JOHANNESBURG – MC Mining, the junior-listed coal producer, surged almost 7 percent yesterday on news that it had finally acquired the two key properties in Limpopo, which were subject to a land claim, on which its $85 million (R1.22 billion) Makhado hard coking coal project was centred.
MC Mining, formerly known as Coal of Africa, said it had paid R70m for the Lukin and Salaita luxury hunting and game farms owned by Akkerland Boerdery.
MC Mining was granted regulatory approval for the Makhado project and needed to gain access to the farms to build its processing plants. However, it struggled to access the farms because of the brawl between the owners of Akkerland Boerdery and the South Africa government over a land claim.
MC Mining chief executive David Brown said the company’s subsidiary Baobab Mining & Exploration had acquired the Lukin and Salaita properties subject to a "suspensive condition" which the parties expected to be met in January next year.
Brown said the agreement to acquire Lukin and Salaita was a significant step and completed the suite of surface rights required for its permitted flagship Makhado Project.
“With the acquisition of the properties, the company can proceed with the geotechnical and related studies for the mine’s infrastructure,” Brown said.

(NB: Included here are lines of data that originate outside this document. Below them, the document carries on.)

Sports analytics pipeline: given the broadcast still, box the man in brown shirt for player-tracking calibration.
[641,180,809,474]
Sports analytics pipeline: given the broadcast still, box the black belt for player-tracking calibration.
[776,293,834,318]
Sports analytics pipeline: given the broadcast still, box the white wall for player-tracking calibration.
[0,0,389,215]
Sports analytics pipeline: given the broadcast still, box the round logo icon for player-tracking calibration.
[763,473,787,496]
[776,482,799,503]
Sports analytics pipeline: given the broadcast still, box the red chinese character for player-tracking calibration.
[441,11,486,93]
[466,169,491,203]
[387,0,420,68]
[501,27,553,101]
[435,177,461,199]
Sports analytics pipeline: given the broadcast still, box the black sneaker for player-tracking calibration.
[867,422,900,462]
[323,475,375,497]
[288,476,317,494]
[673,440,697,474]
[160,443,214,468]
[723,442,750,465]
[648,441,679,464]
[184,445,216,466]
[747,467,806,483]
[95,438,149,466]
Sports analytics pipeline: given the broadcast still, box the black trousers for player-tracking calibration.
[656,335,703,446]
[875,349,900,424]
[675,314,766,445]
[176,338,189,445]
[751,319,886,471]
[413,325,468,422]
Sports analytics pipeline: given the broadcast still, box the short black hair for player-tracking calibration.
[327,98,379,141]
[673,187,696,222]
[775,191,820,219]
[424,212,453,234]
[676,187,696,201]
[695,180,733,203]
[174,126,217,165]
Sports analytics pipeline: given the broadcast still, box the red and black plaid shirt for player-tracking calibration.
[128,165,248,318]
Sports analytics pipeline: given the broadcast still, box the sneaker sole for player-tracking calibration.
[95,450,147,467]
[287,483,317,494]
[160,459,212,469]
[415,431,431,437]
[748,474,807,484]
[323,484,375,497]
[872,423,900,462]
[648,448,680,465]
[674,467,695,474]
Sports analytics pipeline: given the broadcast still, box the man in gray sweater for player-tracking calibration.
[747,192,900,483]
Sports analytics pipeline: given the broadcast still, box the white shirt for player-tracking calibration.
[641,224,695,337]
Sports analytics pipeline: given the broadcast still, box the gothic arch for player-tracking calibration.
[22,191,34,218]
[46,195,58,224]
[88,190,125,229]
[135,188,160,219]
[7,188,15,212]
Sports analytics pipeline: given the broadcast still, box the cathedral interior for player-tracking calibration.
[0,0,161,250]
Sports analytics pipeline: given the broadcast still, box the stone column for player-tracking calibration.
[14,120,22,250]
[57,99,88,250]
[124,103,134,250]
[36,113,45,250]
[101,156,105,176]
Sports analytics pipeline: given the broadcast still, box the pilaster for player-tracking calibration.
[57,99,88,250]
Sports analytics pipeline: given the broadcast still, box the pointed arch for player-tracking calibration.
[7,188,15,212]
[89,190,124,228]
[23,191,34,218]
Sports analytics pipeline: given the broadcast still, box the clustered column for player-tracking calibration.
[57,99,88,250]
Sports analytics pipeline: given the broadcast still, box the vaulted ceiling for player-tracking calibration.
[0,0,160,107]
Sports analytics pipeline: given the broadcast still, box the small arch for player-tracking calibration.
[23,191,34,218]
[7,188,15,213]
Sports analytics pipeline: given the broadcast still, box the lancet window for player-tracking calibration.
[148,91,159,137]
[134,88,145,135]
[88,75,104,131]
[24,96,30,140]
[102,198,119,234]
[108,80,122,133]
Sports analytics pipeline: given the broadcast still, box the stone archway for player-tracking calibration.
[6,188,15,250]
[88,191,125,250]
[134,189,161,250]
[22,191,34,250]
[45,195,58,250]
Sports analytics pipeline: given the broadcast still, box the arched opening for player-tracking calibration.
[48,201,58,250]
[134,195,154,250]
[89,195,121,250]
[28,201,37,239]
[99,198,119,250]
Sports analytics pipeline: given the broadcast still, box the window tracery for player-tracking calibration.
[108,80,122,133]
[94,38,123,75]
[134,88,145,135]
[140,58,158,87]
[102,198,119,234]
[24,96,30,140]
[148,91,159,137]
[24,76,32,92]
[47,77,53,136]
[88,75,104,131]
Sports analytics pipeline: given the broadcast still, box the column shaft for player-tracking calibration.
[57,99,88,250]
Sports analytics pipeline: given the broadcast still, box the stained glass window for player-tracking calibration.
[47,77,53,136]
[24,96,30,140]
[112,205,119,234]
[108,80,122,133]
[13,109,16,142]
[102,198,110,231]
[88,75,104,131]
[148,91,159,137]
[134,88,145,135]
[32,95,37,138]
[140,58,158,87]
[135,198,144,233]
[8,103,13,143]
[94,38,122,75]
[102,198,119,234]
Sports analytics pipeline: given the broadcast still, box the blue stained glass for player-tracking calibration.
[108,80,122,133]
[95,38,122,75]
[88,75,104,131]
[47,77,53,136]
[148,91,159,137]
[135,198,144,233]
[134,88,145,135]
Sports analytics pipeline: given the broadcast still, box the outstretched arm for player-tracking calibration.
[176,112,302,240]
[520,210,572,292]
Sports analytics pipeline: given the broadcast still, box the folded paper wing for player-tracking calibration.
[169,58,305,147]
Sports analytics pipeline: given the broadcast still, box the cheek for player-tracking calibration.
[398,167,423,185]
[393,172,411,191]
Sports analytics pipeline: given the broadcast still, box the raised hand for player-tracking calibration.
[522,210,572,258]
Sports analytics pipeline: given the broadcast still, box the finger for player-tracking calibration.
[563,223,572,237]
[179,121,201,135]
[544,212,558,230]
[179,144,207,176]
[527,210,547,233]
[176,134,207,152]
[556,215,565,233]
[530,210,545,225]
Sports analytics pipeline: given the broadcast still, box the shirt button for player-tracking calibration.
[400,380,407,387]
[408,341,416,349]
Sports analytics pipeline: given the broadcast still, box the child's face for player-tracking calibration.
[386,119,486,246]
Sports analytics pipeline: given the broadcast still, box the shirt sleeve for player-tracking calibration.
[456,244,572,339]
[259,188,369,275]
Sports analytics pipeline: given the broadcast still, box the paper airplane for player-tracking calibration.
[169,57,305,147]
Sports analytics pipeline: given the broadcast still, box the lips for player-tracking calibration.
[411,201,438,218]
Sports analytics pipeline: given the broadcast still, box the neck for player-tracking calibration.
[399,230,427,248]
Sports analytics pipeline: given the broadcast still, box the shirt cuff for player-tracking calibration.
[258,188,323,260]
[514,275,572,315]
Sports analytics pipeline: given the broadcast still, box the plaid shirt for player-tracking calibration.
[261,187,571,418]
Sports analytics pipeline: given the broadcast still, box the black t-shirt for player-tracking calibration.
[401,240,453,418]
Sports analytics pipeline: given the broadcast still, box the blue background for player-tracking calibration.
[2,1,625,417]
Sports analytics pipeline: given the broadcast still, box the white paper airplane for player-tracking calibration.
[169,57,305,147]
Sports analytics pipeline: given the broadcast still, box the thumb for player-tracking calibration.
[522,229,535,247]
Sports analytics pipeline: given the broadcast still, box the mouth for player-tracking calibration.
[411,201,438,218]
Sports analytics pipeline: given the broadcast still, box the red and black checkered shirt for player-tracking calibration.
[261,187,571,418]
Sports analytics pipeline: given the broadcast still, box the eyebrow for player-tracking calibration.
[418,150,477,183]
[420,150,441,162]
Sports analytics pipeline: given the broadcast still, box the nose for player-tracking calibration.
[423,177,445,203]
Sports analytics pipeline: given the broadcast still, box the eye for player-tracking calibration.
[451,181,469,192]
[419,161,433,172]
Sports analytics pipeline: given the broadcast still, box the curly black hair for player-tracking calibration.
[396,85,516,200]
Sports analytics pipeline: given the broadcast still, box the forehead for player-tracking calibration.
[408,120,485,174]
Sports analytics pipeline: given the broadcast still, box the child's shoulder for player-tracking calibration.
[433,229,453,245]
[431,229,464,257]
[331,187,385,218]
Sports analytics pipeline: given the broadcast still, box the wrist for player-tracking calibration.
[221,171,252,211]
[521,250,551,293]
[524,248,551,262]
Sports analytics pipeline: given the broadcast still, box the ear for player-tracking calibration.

The government offered R20m for the farms, an offer which was declined, with Akkerland Boerdery claiming an independent valuation valued it at R200m. New Rural Development and Land Reform Minister Maite Nkoana-Mashabana wanted the farms expropriated when the owners refused the government's offer. The owners secured an urgent interdict through the Land Claims Court to halt an eviction by the government.
Akkerland claimed the government wanted the coal reserves under the surface of these farms to facilitate plans by Chinese state-owned entities in the $10bn Musina-Makhado special economic zone, under which Akkerland falls.
Brown said MC Mining had made substantial progress on the Makhado Project milestones, including an off-take agreement for half of the hard coking coal to be produced at the mine.
MC Mining previously announced that it had secured an off-take agreement for Makhado in terms of which it planned to sell half its 800 000 tons a year hard coking coal production to Huadong Coal Trading Centre Company, a Chinese state-owned company.
The JSE and London listed stock jumped 6.77 percent to close at R4.26 a share on the JSE yesterday.
In terms of the purchase agreement for the farms, the R70m will be settled in two equal tranches of R35m each, with the properties pledged as security until the purchase price has been settled.
Brown said that the initial tranche would be funded from internal cash flows. The second tranche would accrue interest at South Africa’s current 10 percent prime interest rate, less 3 percent from the date of transfer, the company said.